The role of HGF signalling in the induction of EMT is mediated via the downstream activation of the AKT and ERK effector pathways (31). Accordingly, we assessed the activation status of the ERK pathway to further dissect the mechanisms of EMT inhibition by curcumin. Western blot analyses showed that ERK phosphorylation, a marker of ERK activation, was increased in HGF-induced HSC-4 cells compared to control cells (Fig. 5). In stark contrast, curcumin pre-treatment completely blocked HGF-induced ERK phosphorylation.

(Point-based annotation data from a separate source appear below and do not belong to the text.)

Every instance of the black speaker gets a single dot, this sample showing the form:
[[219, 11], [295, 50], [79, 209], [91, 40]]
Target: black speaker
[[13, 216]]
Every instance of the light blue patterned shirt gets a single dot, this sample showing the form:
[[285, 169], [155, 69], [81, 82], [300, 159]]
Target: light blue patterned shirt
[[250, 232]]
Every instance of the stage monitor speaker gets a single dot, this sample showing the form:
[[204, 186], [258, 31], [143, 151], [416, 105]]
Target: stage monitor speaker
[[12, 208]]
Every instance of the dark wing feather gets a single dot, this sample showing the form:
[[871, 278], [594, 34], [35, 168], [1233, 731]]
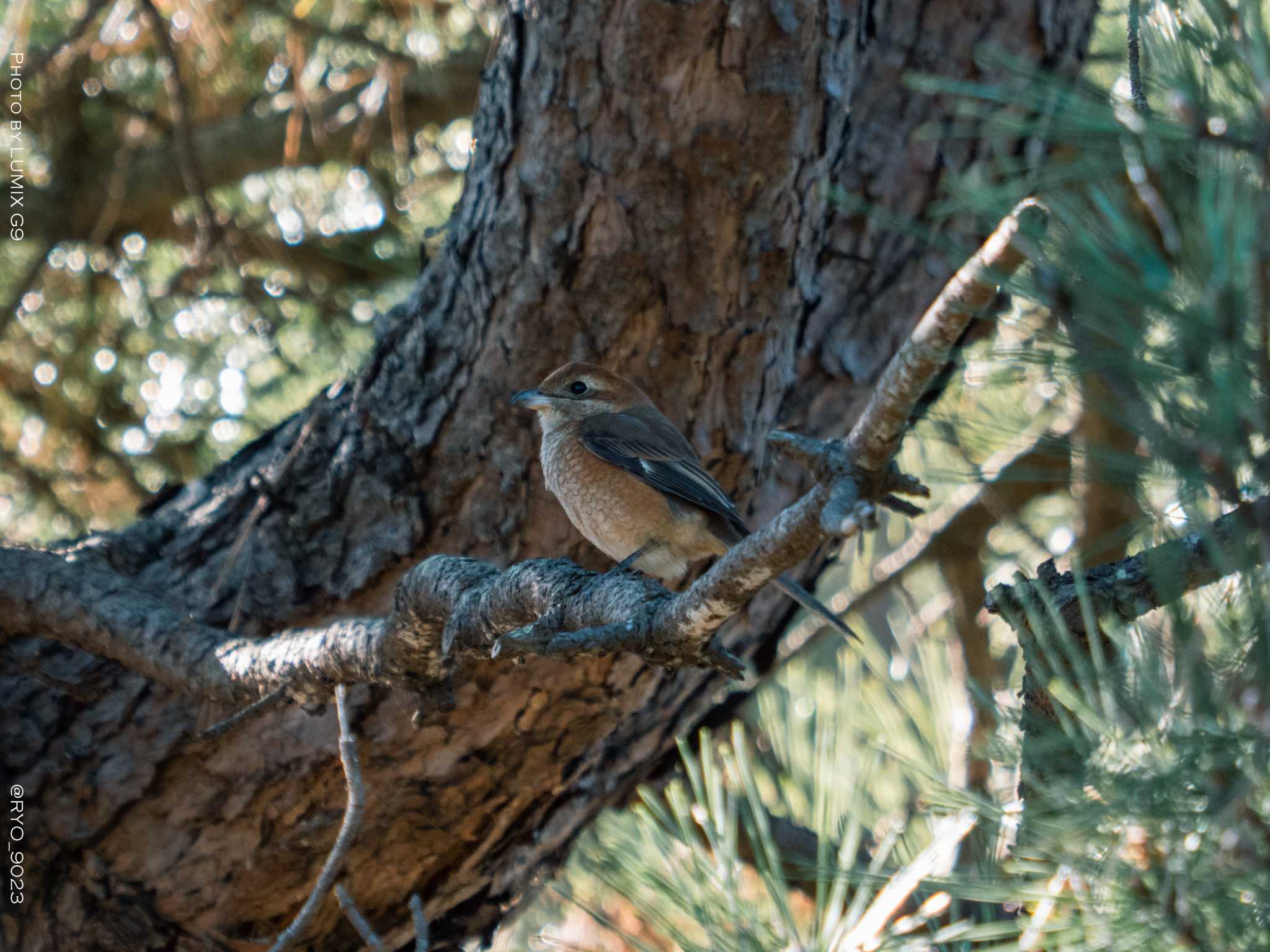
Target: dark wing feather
[[648, 446]]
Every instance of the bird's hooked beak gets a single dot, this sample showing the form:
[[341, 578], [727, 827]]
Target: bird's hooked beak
[[531, 399]]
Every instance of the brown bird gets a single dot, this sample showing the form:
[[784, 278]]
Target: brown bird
[[630, 482]]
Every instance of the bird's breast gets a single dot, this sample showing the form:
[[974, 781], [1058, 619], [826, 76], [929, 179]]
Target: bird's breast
[[618, 512]]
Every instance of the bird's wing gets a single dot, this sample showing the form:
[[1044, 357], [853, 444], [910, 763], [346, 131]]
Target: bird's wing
[[648, 446]]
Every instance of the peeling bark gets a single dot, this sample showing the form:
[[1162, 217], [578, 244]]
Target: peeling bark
[[651, 190]]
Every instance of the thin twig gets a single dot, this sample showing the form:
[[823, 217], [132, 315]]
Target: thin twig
[[355, 915], [248, 714], [1140, 97], [347, 831], [420, 923], [191, 167]]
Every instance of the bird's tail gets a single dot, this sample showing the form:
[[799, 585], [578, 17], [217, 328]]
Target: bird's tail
[[812, 603]]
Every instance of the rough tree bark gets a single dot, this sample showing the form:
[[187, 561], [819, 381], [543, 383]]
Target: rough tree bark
[[652, 188]]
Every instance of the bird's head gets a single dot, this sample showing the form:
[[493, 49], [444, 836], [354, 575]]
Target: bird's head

Collectively, these findings indicated that curcumin could inhibit HGF-induced EMT by repressing c-Met and ERK activation.

Matrix metalloproteinases (MMPs) are major regulators of the extracellular matrix and are known to play important roles in tumour invasion and metastasis (32). Furthermore, activation of the MMP2 and MMP9 gelatinases has been associated with an induction of the ERK pathway (33). Therefore, we used gelatin zymography to evaluate gelatinolytic activity in the conditioned medium of HSC-4 cells (Fig. 6). While control cells exhibited two major types of gelatinolytic activity, which were consistent with pro-MMP9 and pro-MMP2, HGF-induced cells exhibited a marked increase in pro-MMP9 production. Notably, curcumin pre-treatment inhibited the production of pro-MMP9 by HGF-induced cells, whereas the production of pro-MMP2 remained unaffected. This observation suggested that inhibition of HGF signalling by curcumin might decrease cell motility by repressing the production of gelatinolytic activity.